Dalam pidatonya, Presiden Soekarno mengimbau pada seluruh rakyat Indonesia yang terpecah oleh kepentingan politik agar bersatu untuk melawan Belanda. Soekarno juga menyampaikan bahwa Boedi Oetomo merupakan tonggak pergerakan nasional.
Dalam pidatonya, Presiden Soekarno mengimbau pada seluruh rakyat Indonesia yang terpecah oleh kepentingan politik agar bersatu untuk melawan Belanda. Soekarno juga menyampaikan bahwa Boedi Oetomo merupakan tonggak pergerakan nasional.
Pada 20 Mei 1908, Boedi Oetomo didirikan oleh sejumlah mahasiswa School tot Opleiding van Indische Artsen (STOVIA), yaitu Soetomo, Mohammad Soelaiman, Gondo Soewarno, Goenawan Mangoenkoesoemo, R Angka Prodjosoedirdjo, Mochammad Saleh, R Mas Goembrek, Soerajdi Tirtonegoro, dan Soewarno. STOVIA adalah sekolah khusus pendidikan dokter pribumi di Batavia pada masa penjajahan Belanda. Gagasan Soetomo mendirikan organisasi ini terinspirasi dari dokter Wahidin Sudirohusodo yang ingin meningkatkan martabat rakyat dan bangsa. Latar belakang berdirinya Boedi Oetomo bertopang pada kesadaran para mahasiswa akan masa depan Indonesia yang bergantung di tangan mereka.

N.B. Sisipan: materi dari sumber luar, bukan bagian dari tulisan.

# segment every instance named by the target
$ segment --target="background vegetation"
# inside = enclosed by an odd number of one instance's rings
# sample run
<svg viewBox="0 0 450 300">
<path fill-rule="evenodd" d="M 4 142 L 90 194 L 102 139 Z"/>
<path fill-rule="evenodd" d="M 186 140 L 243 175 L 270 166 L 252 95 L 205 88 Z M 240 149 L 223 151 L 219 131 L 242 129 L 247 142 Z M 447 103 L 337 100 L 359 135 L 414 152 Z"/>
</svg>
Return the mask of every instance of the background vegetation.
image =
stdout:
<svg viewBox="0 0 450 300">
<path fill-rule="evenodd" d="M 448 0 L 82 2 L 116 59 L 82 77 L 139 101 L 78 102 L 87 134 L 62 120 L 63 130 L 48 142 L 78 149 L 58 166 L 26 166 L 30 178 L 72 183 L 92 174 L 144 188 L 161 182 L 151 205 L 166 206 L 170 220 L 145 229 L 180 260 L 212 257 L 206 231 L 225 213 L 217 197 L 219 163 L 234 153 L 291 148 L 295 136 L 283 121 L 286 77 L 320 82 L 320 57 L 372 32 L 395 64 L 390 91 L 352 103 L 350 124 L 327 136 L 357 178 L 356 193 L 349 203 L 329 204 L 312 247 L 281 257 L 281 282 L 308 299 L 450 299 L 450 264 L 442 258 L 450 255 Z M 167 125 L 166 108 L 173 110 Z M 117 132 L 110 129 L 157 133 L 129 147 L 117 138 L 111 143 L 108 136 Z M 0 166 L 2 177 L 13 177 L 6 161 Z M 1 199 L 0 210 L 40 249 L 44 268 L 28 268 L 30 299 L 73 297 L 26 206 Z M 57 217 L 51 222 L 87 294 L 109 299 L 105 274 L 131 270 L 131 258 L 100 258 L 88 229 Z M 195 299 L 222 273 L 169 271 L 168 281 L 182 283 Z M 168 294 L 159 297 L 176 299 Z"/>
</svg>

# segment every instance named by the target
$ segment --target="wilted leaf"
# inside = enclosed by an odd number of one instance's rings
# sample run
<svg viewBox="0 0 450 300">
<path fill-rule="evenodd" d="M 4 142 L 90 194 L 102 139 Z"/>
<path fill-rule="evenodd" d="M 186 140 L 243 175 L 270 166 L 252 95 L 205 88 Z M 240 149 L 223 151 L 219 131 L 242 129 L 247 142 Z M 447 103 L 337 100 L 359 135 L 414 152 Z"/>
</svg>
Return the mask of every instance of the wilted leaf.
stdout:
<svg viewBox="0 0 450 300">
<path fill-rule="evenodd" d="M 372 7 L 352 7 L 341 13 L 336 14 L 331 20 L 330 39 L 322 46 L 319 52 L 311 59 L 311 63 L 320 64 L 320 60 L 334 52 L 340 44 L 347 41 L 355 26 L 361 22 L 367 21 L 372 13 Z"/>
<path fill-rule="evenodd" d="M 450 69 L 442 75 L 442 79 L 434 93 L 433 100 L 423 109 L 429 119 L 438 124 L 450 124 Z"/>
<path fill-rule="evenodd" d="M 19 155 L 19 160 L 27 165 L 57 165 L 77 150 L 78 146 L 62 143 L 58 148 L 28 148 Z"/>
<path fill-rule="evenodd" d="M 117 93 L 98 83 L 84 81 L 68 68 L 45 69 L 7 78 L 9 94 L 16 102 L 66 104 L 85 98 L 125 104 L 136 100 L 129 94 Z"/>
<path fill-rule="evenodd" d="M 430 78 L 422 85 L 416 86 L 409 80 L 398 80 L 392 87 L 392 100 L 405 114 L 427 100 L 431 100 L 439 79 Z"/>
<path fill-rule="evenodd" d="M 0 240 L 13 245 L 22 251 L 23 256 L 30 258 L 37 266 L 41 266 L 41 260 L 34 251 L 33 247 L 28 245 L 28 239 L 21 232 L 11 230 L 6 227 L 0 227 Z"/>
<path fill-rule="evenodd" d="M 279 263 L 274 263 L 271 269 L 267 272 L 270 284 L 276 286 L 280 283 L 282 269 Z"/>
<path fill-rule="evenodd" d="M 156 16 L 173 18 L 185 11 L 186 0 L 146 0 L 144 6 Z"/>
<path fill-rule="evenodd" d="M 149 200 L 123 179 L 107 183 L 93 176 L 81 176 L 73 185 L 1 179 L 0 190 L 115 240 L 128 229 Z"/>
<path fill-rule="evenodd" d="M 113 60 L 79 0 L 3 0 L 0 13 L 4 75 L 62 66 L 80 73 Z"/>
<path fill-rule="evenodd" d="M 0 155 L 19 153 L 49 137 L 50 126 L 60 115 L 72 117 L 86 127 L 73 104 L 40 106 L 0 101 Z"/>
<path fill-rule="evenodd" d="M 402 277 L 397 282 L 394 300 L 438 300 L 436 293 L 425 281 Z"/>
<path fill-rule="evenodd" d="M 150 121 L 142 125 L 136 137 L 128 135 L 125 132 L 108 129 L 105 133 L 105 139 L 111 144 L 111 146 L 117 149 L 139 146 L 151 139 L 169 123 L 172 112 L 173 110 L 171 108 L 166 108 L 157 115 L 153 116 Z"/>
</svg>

Bergesernya makna Hari Kebangkitan Nasional saat ini sangat terasa dengan adanya beberapa peristiwa yang begitu menyakitkan seperti terorisme. Hujat menghujat, menghina dan lain-lain apalagi di tahun politik seperti saat ini. Dimana etika moral budaya kita sedikit demi sedikit mengalam degradasi. Hal ini disebabkan oleh perilaku beberapa anak bangsa yang tidak memaknai betapa pentingnya Kebangkitan Nasional ini yang kita rayakan setiap tanggal 20 Mei ini. Yaitu, untuk membangkitkan kembali rasa Nasionalisme bangsa ini yang selama ini sudah sangat memprihatinkan. Kita bisa lihat beberapa tokoh yang melakukan provokasi-provokasi dengan membuat statemen yang mengarah kepada perpecahan di antara kita.
Hari Kebangkitan Nasional ini yang seharusnya dimaknai sebagai hari bangkitnya rasa nasionalisme anak bangsa ini, ternyata hanya menjadi sebuah jargon dan seremonial belaka. Sehingga tugas berat dari seluruh komponen bangsa ini dan tokoh-tokoh nasional kita adalah membangkitkan kembali makna dari kebangkitan nasional ini.
Hari Kebangkitan Nasional perlu dimaknai sebagai bentuk pembenahan diri bagi generasi muda agar dapat menghadapi era globalisasi saat ini seiring dengan perkembangan zaman dan teknologi, dengan cara bangkit dari keterpurukan dan menyongsong masa depan dengan memperbaiki, meningkatkan atau mempertahankan prestasi yang sudah ada. dengan demikian maka akan mengurangi angka kemiskinan, pengangguran, serta mewujudkan kehidupan berbangsa dan bernegara yang damai, sejahtera, dan tentunya berkualitas.